You want to find a well paid offshore oil rig job?

Due in part to oil prices shooting up from 80 dollars per barrel to 100-130 dollars and above, offshore oil rig jobs are hot right now. Lots of oil rig job seekers are applying for offshore oil rig jobs and competing with you for an offshore oil rig job with no experience. You have to do everything your competition for the offshore oil rig job do, if you want to beat them. Here are three tips for you to do, above and beyond what everyone else commonly does in order to get an offshore oil rig job /with no experience/:
 
1) You have to search for oil rig job vacancies where most of your rivals fail to see. This is what most offshore oil rig job seekers do: They usually search at the web-sites of the major oil rig companies, search on the online job boards like Monster and they look at national and local newspaper advertisements for the oil rig job. However, a slowly growing number of oil rig job seekers are also searching for jobs through the internet. They are patiently searching Google, Yahoo and MSN - using phrases like "offshore oil rig jobs"; and "oil drilling companies". These canny oil rig job hunters are searching for oil rig job openings that have not been publicly advertised yet. Oil rig jobs that have just become available but are still slowly making their labyrinthine way through the depths of Human Resources. Fortunately, you are not only able to search for offshore oil rig jobs in the internet but you can also find oil company information at the stock market, for example. The Wilshire index lists the largest 5000 companies in the United States. Some of them are certainly oil rig companies.
 
2) Try with doing some detective work - find another way past HR. Don't instantly and blindly send out your offshore oil rig job application. You must do what the best salesmen and stock brokers do to scout out their best deals: just find the address of the offshore oil rig company and stake it out.
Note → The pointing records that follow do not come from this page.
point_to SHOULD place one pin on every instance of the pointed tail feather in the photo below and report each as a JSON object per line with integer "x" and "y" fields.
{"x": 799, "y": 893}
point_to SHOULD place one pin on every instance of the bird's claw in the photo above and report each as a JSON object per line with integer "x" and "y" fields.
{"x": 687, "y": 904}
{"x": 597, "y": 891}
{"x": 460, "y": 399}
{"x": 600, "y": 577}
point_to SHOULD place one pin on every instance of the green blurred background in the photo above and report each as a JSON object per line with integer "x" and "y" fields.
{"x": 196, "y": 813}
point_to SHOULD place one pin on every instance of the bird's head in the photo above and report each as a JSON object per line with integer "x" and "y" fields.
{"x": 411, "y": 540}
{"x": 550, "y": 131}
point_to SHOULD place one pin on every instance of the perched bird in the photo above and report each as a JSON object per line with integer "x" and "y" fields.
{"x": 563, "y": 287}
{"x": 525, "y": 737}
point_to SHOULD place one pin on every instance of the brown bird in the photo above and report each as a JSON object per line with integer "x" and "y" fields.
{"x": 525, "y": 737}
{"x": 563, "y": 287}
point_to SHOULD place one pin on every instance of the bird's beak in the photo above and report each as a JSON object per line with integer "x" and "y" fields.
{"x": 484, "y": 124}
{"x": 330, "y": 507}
Where do their oil rig workers eat? Why not making a friendship with them? The aim is not getting the job through a praise. The aim is to find out how things really are in the the oil rig company. Who are the decision makers? What are they like? You don't need to stalk the boss of the offshore oil rig company you want to apply for, but maybe you may make some useful contacts that would be willing to recommend you, letting you bypass some of the bureaucratic bullshit. They do you a favour, you do them a favour. After all, it is common practice for many offshore oil rig companies in hot sectors give their workers headhunting bonuses for finding new oil rig workers.
 
3) You must get all your paperwork done ahead of time. All the offshore oil rigs are covered under maritime law. You should first make sure you have some basic understanding of how this affects you. Furthermore, there usually are a lot of certifications required before you are allowed to work on the offshore oil rig. Depending on where the oil rig platform is, you could need some specialized 1st aid certifications (for instance, Canada has state-specific 1st aid licenses you have to pass). Some offshore oil rig jobs also need you to have an Offshore Survival Certificate and likely, a Helicopter Underwater Escape Training (HUET) Certificate along with it. And you don't have to forget your vaccinations. Some websites make this a requirement. Basically, find out if you have to meet all these extra requirements. Try to achieve them before you send off your offshore oil rig job application. Or at the very least, get started on any required courses, and clearly mention that in your job application (as well as both your cover letter and resume).

Getting hired for offshore oil rig jobs is all about speed. How quickly you may short-circuit the usual oil rig job hunting and recruitment process? That is how quickly you are going to get yourself on board an offshore oil rig.